There are jobs in life that go unnoticed until something goes wrong. You can go years without incident, but the minute something bad happens all eyes are on you. Such is the life of a punter. He can go years without getting a punt blocked, or bobbling a snap, or shanking a kick, but the first time he does, everyone notices.
For a long time punting was almost an after-thought in the NFL. Players in other positions such as quarterback, runningback, and linebacker also punted. Eventually, punting became a specialty. It took the Oakland Raiders, innovators in so many good – and bad – ways, to select a punter in the first round of the NFL draft. For their faith, they were rewarded with the greatest punter in league history.
For his efforts, and for revolutionizing the game, Ray Guy was recently elected to the pro football hall of fame – the first ever dedicated, or pure, punter to do so.
Blue chip prospect
Ray Guy attended the University of Southern Mississippi where he was an All-American safety in 1972, his senior year. He was also the placekicker and punter, illustrating it was still an era where there were few dedicated punters. The Raiders took him in the first round of the 1973 NFL draft, 23rd overall. Even with the Raiders he did double duty, acting as Oakland’s emergency quarterback and, early on, performed kick-off duties.

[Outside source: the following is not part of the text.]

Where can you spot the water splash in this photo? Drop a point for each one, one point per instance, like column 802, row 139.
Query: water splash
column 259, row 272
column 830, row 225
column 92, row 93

He would go on to revolutionize the kicking game. His kicks were high, allowing the coverage team to corral the punt returner often with little or no gain. He pinned opposing teams in their own end and, according to Wikipedia, the statistic for hang time was instituted because of him. Three years into his career, the NFL also started keeping track of punts inside the 20.
The best ever
His career statistics, given all that came before him, are staggering. He was selected to seven AFC Pro Bowl teams, including six in a row, and elected an NFL All-Pro six straight years, and apparently he never had a kick returned for a touchdown. He was a three-time Super Bowl champion, including the 1984 Super Bowl against the Washington Redskins where he punted seven times for 299 yards and a 42.7-yard average.
Perhaps most telling was that, in the 1976 Pro Bowl in New Orleans, he became the first punter in history to hit the Louisiana Superdome video screen.
In 2000, the Ray Guy Award was created to recognize the best punter in college football. He was also named to the 1970s All-Decade Team and the NFL 75th Anniversary All-Time Team.
Finally, in 2014, after being eligible for exactly 20 years, Ray Guy was inducted into the Pro Football Hall of Fame. For years, he had been considered one of the best players not in the hall of fame.
Ray Guy’s election to the hall of fame was long overdue, and proves again how inaccurate the hall of fame selection process is. Special teams has become such an integral part of the game, it seems obvious punters and kickers should hold their place in the hall. However, the selection of Guy brings the total of kickers into the hall of fame to two. Jan Stenerud, the outstanding plaekicker, is the other.
Sports have to honour the pioneers, the athletes who change the game. What we take for granted as common practice now, wasn’t always so. Someone had to think differently, and Ray Guy did just that.
It took 20 years to honour Ray Guy. Anyone else ahead of him would have been a travesty. Worse yet, if it hadn’t been him, there would be no one – and that’s an even bigger travesty.
I leave you with this last thought. Current NFL punter Chris Kluwe took a $5,250 fine from the NFL for putting a sticky note on his uniform with the words “Vote Ray Guy” and wore it during a game. He has been championing the cause of Ray Guy for the hall of fame and punters in general. Just read this amazing article he wrote, advocating for Ray Guy and the science of punting:
Perhaps the most important point Kluwe makes is that Guy sacrificed his own stats, namely punting yardage, for hang time, because it helped the team.
That alone makes him hall of fame in my book.